I won’t just rehash theory here. I will try to find interesting datasets and solve real life problems.

Which language should I use? 

There are so many: C#, C++, Python, Matlab, Java, Lisp, Erlang,…

Most people on Quora seem to agree it heavily depends on the goal of the project, but generally they seem to prefer Python.

Another person checked which languages were used by the top contestants in the Google AI Challenge. The winners seem to be Java, C++ and Python, in that order.

Python has a lot of cool libraries like Numpy, Scypy and Pybrain. Matlab is proprietary and expensive. C++ is very fast but low-level so slow to write. Java is very general-purpose but lots of boilerplate and a bit clumsy in some aspects such as passing closures. Erlang seems to be good for parallel processes, not so much for computationally expensive tasks.

From everything I’ve read so far, it seems the logical choice would be either Python or C++.

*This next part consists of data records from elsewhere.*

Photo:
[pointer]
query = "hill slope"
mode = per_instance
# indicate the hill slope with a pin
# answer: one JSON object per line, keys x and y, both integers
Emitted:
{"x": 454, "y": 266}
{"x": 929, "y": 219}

And from this I gather it’s best not to write your own implementation for a neural network but to use existing libraries like Theano, Caffe or others.

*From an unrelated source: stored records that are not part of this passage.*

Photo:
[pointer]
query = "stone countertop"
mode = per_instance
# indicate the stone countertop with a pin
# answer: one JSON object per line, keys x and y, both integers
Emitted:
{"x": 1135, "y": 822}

According to this ranking Python is the second most popular language right now.

For now, I’ll stick with Python and check out some libraries. I might switch to C++ later on if needed. I’ve used Matlab a fair bit in my studies so might occasionally use that as well.

What should I read?

I need some basics first. Let’s see. This list of deep learning topics is quite intimidating.

Maybe I should set a goal for myself, otherwise I might get demotivated.

It seems deep learning is a new buzzword, on Google Trends it’s growing very quickly.

According to this Nvidia article, the field of AI is progressing ridiculously fast since 2015.

until recently neural networks were all but shunned by the AI research community. They had been around since the earliest days of AI, and had produced very little in the way of “intelligence.” The problem was even the most basic neural networks were very computationally intensive, it just wasn’t a practical approach. Still, a small heretical research group led by Geoffrey Hinton at the University of Toronto kept at it, finally parallelizing the algorithms for supercomputers to run and proving the concept, but it wasn’t until GPUs were deployed in the effort that the promise was realized.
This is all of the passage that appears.